# finding number of standard deviations between sample and population mean

• August 8th 2010, 10:13 PM
Jskid
finding number of standard deviations between sample and population mean
Suppose that the mean mileage of all pickup trucks of a particular make is unknown and will be estimated from a random sample of 36 trucks. The sample mean mileage was found to be 6 litres per 100 km. Assume that the standard deviation of the mileages of all trucks is .5 litres per 100 km. There is a 0.95 probability that the mean of the sample will be within z SDs of the unknown mileage. What is z?

I believe I find the z-score associated with 0.95 but I'm not sure if I need to do something with the sample mean or SD.
• August 9th 2010, 02:52 AM
Quote:

Originally Posted by Jskid
Suppose that the mean mileage of all pickup trucks of a particular make is unknown and will be estimated from a random sample of 36 trucks. The sample mean mileage was found to be 6 litres per 100 km. Assume that the standard deviation of the mileages of all trucks is .5 litres per 100 km. There is a 0.95 probability that the mean of the sample will be within z SDs of the unknown mileage. What is z?
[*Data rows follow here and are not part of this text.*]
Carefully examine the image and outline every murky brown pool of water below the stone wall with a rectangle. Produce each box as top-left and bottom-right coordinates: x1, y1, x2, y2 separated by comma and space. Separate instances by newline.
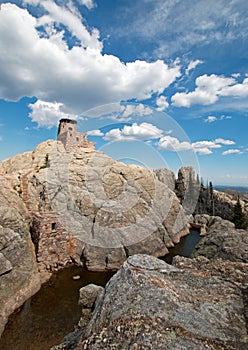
0, 266, 113, 350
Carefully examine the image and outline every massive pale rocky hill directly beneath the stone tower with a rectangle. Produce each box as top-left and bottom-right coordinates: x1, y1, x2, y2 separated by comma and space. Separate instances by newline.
2, 141, 188, 271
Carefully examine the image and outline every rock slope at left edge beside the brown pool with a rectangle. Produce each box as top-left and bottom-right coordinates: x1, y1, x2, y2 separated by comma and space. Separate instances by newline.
0, 176, 40, 335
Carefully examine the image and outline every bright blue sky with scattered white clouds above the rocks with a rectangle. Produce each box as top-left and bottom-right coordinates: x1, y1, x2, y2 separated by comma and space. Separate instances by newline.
0, 0, 248, 186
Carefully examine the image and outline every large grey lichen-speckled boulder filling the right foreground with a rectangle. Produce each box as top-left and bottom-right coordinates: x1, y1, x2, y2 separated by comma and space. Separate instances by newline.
59, 255, 248, 350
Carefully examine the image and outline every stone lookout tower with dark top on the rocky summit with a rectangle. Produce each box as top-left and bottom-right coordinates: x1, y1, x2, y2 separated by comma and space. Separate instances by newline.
57, 119, 95, 152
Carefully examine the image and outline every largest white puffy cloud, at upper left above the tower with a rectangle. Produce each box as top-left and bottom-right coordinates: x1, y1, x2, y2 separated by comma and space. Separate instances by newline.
0, 0, 181, 125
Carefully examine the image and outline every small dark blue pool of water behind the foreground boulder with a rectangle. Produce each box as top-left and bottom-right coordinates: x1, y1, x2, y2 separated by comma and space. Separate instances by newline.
162, 230, 202, 264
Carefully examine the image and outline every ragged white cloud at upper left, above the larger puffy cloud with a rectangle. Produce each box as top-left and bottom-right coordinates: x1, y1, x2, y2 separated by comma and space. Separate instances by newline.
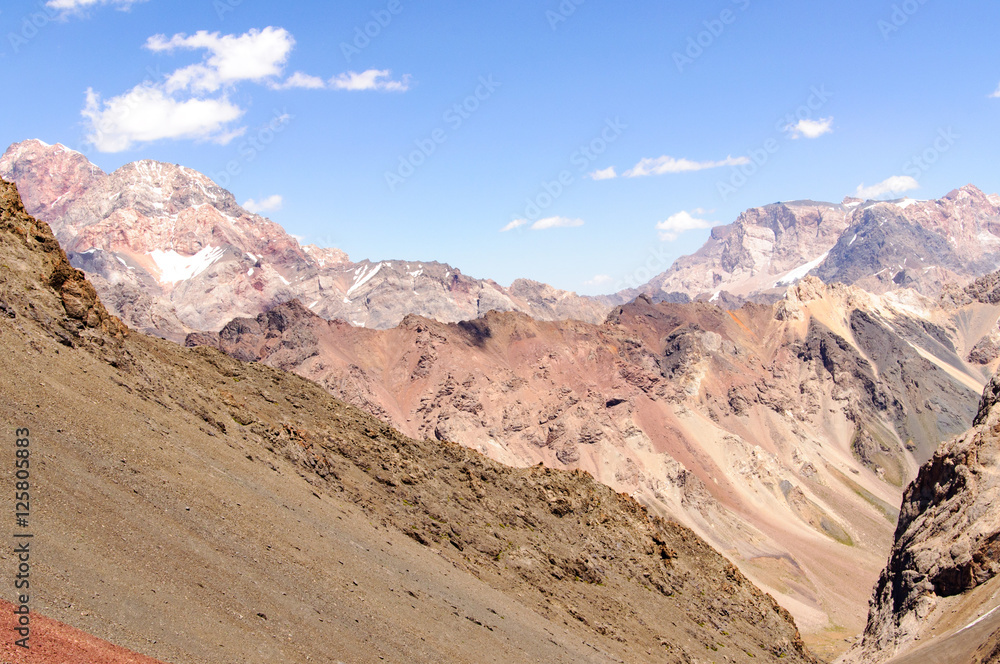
146, 26, 295, 92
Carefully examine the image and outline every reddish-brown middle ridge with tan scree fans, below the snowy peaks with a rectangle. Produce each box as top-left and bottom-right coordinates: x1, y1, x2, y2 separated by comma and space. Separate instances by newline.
189, 278, 998, 656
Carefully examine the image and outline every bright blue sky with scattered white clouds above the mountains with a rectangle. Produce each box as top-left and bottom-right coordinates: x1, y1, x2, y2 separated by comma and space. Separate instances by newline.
0, 0, 1000, 293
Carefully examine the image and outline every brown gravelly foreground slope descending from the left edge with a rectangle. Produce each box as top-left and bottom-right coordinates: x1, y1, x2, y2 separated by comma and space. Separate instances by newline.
0, 176, 813, 664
I believe I find the z-score associated with 0.95 but I'm not sure if I need to do something with the sample mean or SD.

A 0.95 probability that the sample mean is within z standard deviations
means that you need to locate the two 2.5% regions at the tails.
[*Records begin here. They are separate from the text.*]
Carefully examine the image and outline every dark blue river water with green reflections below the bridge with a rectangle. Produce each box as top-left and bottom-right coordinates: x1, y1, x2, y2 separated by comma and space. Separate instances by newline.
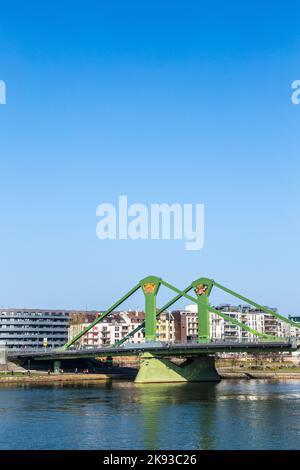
0, 380, 300, 450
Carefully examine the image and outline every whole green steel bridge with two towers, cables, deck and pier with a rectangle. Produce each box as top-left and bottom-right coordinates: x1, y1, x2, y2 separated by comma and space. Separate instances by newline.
10, 276, 300, 383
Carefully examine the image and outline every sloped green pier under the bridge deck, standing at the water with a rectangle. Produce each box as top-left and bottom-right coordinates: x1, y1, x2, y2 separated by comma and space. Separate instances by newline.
135, 353, 220, 383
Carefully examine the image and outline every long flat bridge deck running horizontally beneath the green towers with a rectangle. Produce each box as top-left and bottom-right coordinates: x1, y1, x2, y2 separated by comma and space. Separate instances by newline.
8, 341, 298, 361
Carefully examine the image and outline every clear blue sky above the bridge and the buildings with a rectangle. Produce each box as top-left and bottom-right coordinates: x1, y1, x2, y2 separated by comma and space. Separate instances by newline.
0, 0, 300, 314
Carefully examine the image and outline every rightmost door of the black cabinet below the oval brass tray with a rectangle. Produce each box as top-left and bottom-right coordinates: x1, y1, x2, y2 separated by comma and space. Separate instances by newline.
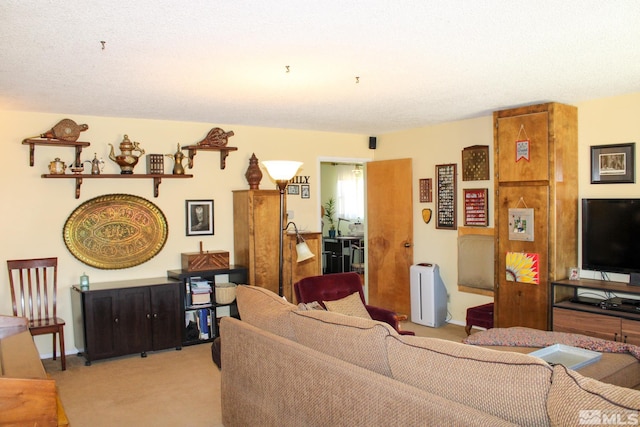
149, 283, 182, 350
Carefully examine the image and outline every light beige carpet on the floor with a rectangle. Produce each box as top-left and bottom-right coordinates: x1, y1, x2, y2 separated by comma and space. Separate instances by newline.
43, 322, 466, 427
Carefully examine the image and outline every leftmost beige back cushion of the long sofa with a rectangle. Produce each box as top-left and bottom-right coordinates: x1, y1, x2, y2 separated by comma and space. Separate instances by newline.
236, 285, 297, 340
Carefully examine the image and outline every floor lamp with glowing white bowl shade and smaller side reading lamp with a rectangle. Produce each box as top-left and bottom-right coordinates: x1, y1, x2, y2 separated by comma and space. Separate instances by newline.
262, 160, 314, 296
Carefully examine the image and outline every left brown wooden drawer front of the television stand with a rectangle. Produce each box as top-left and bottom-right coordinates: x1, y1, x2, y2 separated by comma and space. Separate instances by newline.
553, 308, 621, 341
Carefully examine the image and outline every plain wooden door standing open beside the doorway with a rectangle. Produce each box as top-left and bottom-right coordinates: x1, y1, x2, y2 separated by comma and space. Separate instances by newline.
365, 159, 413, 315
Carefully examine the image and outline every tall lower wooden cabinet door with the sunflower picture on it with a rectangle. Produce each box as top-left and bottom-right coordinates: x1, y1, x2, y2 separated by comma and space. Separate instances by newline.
495, 185, 549, 330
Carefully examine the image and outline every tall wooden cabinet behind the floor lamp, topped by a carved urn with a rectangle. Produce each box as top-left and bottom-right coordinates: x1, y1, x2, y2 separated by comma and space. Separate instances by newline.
233, 190, 286, 293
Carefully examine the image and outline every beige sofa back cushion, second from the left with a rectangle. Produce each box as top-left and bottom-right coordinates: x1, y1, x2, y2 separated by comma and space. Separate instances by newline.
291, 310, 397, 376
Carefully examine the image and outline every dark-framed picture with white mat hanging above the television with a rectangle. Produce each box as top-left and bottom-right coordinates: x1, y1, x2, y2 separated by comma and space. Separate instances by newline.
591, 142, 636, 184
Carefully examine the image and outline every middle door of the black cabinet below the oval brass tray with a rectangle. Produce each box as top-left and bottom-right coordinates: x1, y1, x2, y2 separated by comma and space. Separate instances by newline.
116, 287, 152, 355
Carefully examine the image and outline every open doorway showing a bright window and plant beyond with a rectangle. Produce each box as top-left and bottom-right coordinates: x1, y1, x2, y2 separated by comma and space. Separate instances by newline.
320, 161, 366, 274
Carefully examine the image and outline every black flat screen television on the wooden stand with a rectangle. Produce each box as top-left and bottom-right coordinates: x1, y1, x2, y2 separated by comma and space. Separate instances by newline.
582, 199, 640, 285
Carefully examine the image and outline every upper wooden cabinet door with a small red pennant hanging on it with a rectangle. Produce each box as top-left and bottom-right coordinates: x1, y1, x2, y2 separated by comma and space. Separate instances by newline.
496, 111, 550, 183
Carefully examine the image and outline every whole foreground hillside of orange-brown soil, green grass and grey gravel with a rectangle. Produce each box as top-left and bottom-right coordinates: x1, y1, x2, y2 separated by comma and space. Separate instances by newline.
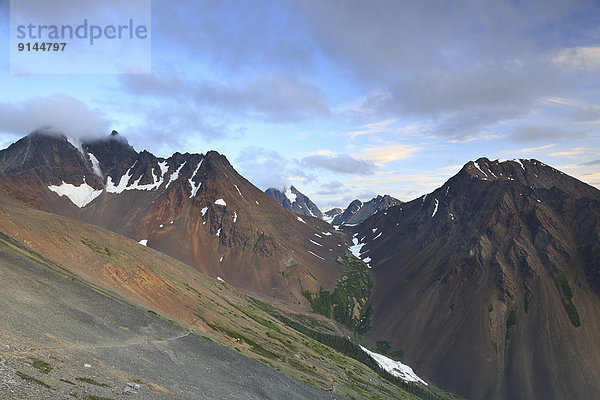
0, 188, 432, 399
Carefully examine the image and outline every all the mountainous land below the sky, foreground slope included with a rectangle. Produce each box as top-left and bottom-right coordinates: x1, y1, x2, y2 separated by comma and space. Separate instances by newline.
0, 131, 600, 399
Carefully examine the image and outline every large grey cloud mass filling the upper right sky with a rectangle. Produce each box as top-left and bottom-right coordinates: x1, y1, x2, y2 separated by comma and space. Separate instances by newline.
292, 0, 599, 139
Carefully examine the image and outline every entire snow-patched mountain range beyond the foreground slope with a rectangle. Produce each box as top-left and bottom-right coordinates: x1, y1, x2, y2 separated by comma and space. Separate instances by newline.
0, 131, 600, 399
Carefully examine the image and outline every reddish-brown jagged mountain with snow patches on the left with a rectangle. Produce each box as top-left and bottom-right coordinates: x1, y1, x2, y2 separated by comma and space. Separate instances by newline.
0, 132, 346, 304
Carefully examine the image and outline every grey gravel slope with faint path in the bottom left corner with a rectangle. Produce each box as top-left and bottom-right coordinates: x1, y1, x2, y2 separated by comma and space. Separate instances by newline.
0, 241, 340, 400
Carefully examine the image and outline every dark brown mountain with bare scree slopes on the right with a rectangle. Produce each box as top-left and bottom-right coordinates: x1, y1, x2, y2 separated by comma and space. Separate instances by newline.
355, 158, 600, 399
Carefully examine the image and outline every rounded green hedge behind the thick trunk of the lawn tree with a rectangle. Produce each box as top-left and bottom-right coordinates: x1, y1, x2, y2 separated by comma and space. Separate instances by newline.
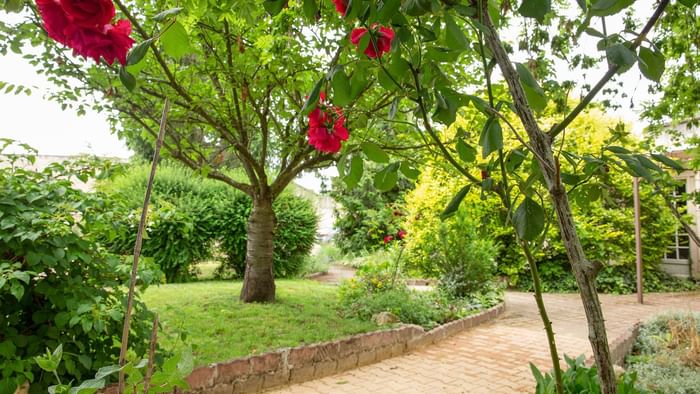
99, 163, 317, 282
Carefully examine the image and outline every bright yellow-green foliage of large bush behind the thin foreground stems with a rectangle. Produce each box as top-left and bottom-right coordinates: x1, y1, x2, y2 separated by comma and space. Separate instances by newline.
405, 110, 675, 291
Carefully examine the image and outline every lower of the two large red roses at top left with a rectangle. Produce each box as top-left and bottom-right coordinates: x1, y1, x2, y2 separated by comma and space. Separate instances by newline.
68, 19, 134, 65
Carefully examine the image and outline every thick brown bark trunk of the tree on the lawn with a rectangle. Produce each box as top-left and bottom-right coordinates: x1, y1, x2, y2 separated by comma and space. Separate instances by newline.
241, 195, 275, 302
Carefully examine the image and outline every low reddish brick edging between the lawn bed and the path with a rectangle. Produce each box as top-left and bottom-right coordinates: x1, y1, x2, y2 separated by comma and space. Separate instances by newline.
175, 302, 505, 394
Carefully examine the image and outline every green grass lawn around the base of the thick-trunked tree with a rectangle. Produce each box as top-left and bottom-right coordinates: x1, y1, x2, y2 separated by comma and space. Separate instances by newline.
143, 280, 377, 365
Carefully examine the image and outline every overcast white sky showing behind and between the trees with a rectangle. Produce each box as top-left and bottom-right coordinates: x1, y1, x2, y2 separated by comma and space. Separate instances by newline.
0, 0, 664, 191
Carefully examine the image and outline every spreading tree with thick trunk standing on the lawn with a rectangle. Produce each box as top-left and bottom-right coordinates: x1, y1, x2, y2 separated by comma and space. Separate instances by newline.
0, 0, 391, 302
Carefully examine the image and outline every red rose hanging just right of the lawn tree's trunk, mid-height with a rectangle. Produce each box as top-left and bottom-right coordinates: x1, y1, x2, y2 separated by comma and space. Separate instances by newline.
308, 93, 350, 153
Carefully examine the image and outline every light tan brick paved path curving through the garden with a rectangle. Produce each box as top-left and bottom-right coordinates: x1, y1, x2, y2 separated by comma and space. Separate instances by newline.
276, 292, 700, 394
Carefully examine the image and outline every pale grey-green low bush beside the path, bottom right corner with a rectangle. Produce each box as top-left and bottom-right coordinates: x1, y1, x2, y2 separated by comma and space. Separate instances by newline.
627, 313, 700, 394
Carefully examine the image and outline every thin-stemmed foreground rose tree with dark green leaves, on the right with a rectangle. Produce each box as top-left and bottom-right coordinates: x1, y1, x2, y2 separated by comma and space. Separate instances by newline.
314, 0, 692, 393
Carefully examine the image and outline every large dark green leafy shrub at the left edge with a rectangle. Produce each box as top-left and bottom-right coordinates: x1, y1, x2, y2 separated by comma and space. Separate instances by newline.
0, 149, 152, 393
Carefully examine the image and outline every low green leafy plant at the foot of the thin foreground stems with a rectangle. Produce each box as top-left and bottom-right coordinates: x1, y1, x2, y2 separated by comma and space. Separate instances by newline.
530, 355, 648, 394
Hence, you need the z-score corresponding to 0.975 instead.
Also, as you have the "population" SD

$Z=\displaystyle\huge\frac{sample\ mean-\mu}{\frac{\sigma}{\sqrt{36}}}$

where $\mu$ is the population mean.

The above calculation is taken for sample mean greater than population mean.
The graph is symmetrical however.
• August 9th 2010, 07:17 PM
Jskid
The area under the normal distribution curve for 0.25% is z=-1.96 and for 97.25% is z=1.96. The answer to my question is 1.96. So why do I need $Z=\displaystyle\huge\frac{sample\ mean-\mu}{\frac{\sigma}{\sqrt{36}}}$?
• August 10th 2010, 03:38 AM
The area under the normal distribution curve for 0.25% is z=-1.96 and for 97.25% is z=1.96. The answer to my question is 1.96. So why do I need $Z=\displaystyle\huge\frac{sample\ mean-\mu}{\frac{\sigma}{\sqrt{36}}}$?